In: Statistics and Probability
The Central Limit Theorem
A) Create a distribution with 50 observations of 1, 20 observations of 2, 60 observations of 3, 30 observations of 4, 30 observations of 5, and 90 observations of 6 (Hint: use the rep() command). Plot a histogram of this distribution (Hint: adjust the breaks if necessary).
B) Take 1,000 samples of size 10 from the distribution (with replacement). Calculate the mean for each sample and plot the distribution of these means.
C) Take 1,000 samples of size 30 from the distribution (with replacement). Calculate the mean for each sample and plot.
D) Compare the mean and standard deviation of the sampling distribution in (B) and (C) to the true mean of wacky distribution. Discuss how the change in sample size affects the sampling distribution of the sample mean.
The R code is pasted below.
# QUESTION A
x=c(rep(1,50),rep(2,20),rep(3,60),rep(4,30),rep(5,30),rep(6,90))

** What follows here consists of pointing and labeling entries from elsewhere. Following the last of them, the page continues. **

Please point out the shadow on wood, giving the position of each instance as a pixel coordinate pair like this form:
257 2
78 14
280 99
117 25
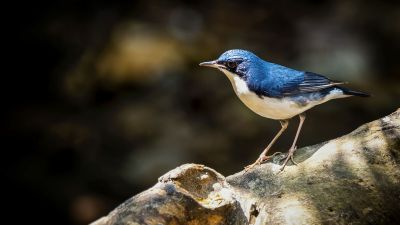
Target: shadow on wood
354 179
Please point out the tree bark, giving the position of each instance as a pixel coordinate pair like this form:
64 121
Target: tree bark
354 179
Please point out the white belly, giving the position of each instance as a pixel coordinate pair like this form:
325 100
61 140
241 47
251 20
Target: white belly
273 108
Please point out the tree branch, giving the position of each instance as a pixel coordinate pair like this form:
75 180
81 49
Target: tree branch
354 179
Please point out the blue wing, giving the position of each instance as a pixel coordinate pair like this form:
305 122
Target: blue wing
308 82
279 81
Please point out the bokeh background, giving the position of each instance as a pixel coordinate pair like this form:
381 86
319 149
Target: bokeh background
106 96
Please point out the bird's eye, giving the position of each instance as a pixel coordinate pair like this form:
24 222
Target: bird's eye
231 64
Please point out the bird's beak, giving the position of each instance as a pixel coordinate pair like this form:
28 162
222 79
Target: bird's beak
213 64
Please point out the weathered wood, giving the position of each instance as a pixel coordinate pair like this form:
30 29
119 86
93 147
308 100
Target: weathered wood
354 179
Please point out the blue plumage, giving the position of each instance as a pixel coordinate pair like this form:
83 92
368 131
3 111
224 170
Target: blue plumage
276 92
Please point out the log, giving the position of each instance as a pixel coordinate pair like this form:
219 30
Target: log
353 179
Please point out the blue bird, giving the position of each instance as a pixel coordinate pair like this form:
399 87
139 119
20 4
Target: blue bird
276 92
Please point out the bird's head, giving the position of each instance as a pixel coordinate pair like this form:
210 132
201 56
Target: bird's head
235 62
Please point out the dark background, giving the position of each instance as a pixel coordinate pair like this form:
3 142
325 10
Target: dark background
104 97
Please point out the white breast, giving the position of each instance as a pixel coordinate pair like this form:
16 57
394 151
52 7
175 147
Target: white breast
273 108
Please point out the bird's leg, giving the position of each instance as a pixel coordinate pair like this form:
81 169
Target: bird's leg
263 156
293 148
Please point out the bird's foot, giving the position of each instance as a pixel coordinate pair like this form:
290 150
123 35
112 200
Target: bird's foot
249 167
260 160
289 156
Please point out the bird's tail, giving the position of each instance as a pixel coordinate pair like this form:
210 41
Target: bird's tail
354 93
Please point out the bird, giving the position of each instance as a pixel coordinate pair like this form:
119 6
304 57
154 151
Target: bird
277 92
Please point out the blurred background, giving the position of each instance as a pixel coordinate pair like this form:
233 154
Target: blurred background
106 96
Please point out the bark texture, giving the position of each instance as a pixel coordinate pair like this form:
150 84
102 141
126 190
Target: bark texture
354 179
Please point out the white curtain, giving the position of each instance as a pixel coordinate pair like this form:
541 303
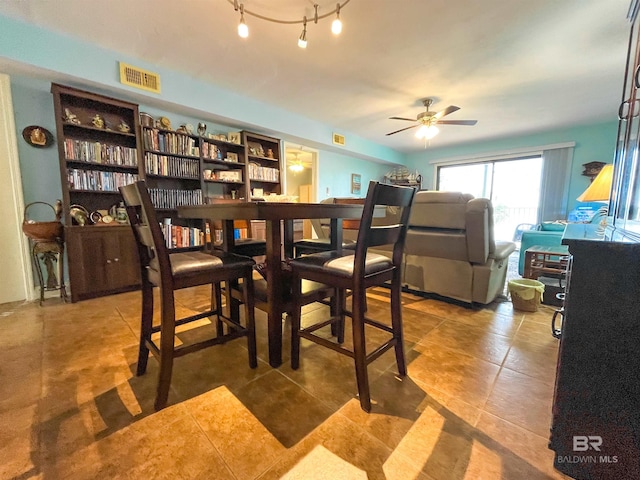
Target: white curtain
554 190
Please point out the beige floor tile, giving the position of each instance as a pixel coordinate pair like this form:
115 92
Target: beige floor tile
522 400
453 373
349 443
243 441
534 360
72 407
537 332
522 454
471 339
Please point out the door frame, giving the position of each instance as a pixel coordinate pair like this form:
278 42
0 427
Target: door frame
13 243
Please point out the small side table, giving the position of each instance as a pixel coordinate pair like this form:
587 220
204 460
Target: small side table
546 261
50 252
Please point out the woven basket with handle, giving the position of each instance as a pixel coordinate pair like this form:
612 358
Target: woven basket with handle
42 231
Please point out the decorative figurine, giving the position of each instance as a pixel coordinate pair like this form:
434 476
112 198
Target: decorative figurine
71 117
124 127
98 121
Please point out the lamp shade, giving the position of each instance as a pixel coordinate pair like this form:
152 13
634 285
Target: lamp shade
600 188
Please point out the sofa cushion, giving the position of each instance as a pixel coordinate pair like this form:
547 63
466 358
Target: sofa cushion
439 209
434 242
553 226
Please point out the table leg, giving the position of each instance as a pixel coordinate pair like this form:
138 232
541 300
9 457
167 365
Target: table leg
63 289
274 291
336 244
228 242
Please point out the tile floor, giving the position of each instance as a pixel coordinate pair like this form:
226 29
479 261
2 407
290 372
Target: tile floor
475 404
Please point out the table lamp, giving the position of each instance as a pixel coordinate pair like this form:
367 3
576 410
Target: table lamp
600 188
600 191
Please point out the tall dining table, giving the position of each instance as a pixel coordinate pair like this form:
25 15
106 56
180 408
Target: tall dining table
278 219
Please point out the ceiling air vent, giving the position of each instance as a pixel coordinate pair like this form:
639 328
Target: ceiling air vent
139 78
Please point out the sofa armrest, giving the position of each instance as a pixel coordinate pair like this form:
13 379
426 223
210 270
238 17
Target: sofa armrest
503 250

hist(x,breaks=c(1,2,3,4,5,6),main = "Histogram
(Ques.A)")
# QUESTION B
sam1 = NULL
for (i in 1:1000)
{
sam1[i] = mean(sample(x,10,replace = T))
}
hist(sam1,main = "Histogram (Ques.B)")
# QUESTION C
sam2 = NULL
for (i in 1:1000)
{
sam2[i] = mean(sample(x,30,replace = T))
}
hist(sam2,main = "Histogram (Ques.C)")
# QUESTION D
mean(sam1)
sd(sam1)
mean(sam2)
sd(sam2)
In Question D, we observe that the means of the sampling
distribution obtained in part (B) and (C) more or less remains the
same, but the standard deviation decreases as we increase the
sample size. As the sampling size increases, the mean of the
sampling distribution becomes more close to the true mean, the
variability of each sampling distribution decreases and the
distribution, if plotted, looks more like a normal
distribution.